On m'a toujours décrite comme quelqu'un qui aime parler, représenter et comme quelqu'un qui voit les zones grises. Ça a toujours été dans ma nature. Mais en même temps, j'avais un grand intérêt pour le monde des affaires. J'ai longtemps hésité d'ailleurs, et j'ai même fait une année en management à McGill avant d'aller en droit. En fait, je n'ai pas une vocation juridique tatouée sur moi, disons que c'est plutôt une trame de fond.

Vous avez aussi travaillé dans le milieu philanthropique, qu'est-ce qui vous a attiré dans ce domaine?

Oui, j'ai travaillé à l'Institut de Cardiologie de Montréal pendant près de deux ans. C'était un travail type contentieux. Je retrouvais l'aspect de représentation d'une organisation et la nécessité de toujours faire primer les intérêts des patients. J'ai toujours été très impliquée dans des associations sans y avoir jamais travaillé. Je voulais me faire une idée de l'autre côté de la médaille mais, au final, j'étais plus confortable à retourner à mes premières amours, en financement.

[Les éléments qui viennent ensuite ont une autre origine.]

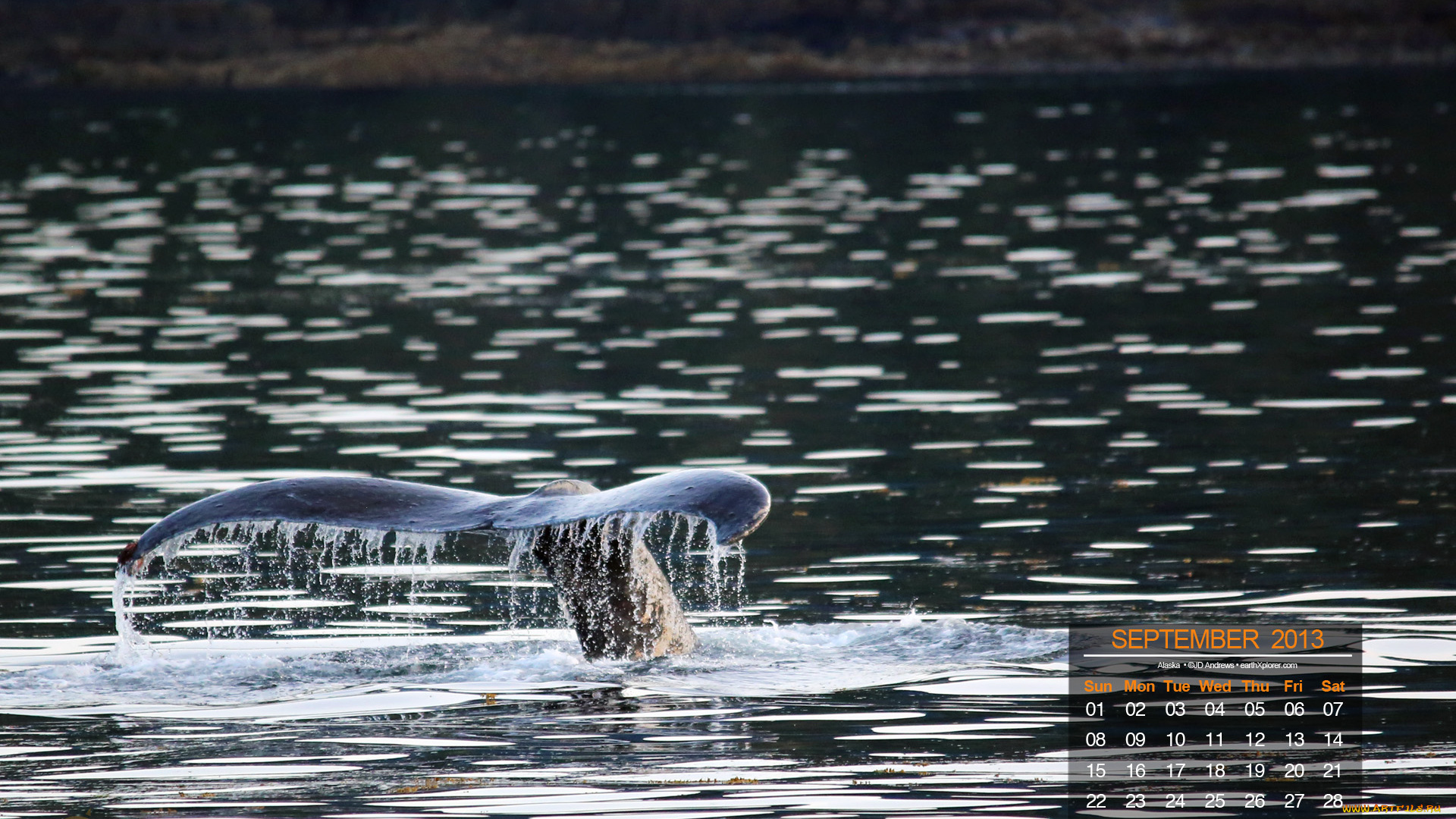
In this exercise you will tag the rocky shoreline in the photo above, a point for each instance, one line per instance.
(498, 53)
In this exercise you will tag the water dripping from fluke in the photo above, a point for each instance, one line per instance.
(592, 545)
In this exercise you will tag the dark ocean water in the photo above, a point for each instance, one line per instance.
(1006, 356)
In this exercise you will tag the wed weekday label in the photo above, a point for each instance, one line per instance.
(1213, 720)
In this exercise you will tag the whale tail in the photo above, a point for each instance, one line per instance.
(613, 591)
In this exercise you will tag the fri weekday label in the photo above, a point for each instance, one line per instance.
(1213, 719)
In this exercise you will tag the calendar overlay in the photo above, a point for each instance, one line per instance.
(1213, 720)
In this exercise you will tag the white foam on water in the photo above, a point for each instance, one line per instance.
(362, 673)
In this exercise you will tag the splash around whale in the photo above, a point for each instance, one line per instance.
(588, 541)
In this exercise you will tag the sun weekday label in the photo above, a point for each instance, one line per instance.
(1169, 719)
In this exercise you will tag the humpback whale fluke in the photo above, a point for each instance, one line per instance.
(615, 594)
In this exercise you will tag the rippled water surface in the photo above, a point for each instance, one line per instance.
(1005, 356)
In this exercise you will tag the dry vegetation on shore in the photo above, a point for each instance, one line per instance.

Pourquoi êtes vous retournée au droit d'ailleurs?

Le droit c'est un raisonnement, une façon d'être, une personnalité même. On est ou on n'est pas juriste. Je me sens confortable dans ces emplois-là. Ça me permet de combiner l'analyse stratégique et aussi tout le côté légal qui vient avec ça.

Et maintenant, c'est quoi la suite?

Je vis une période très inspirante car j'ai vraiment trouvé ma famille d'entreprise chez Desjardins, j'ai trouvé chaussure à mon pied! C'est une organisation qui encourage les jeunes à rester longtemps, on se sent bien encadré. Je m'y vois rester très longtemps en tout cas! Je suis quelqu'un qui aime la polyvalence - j'ai même assumé une charge de cours à HEC pendant un temps - mais je continue mes implications philanthropiques.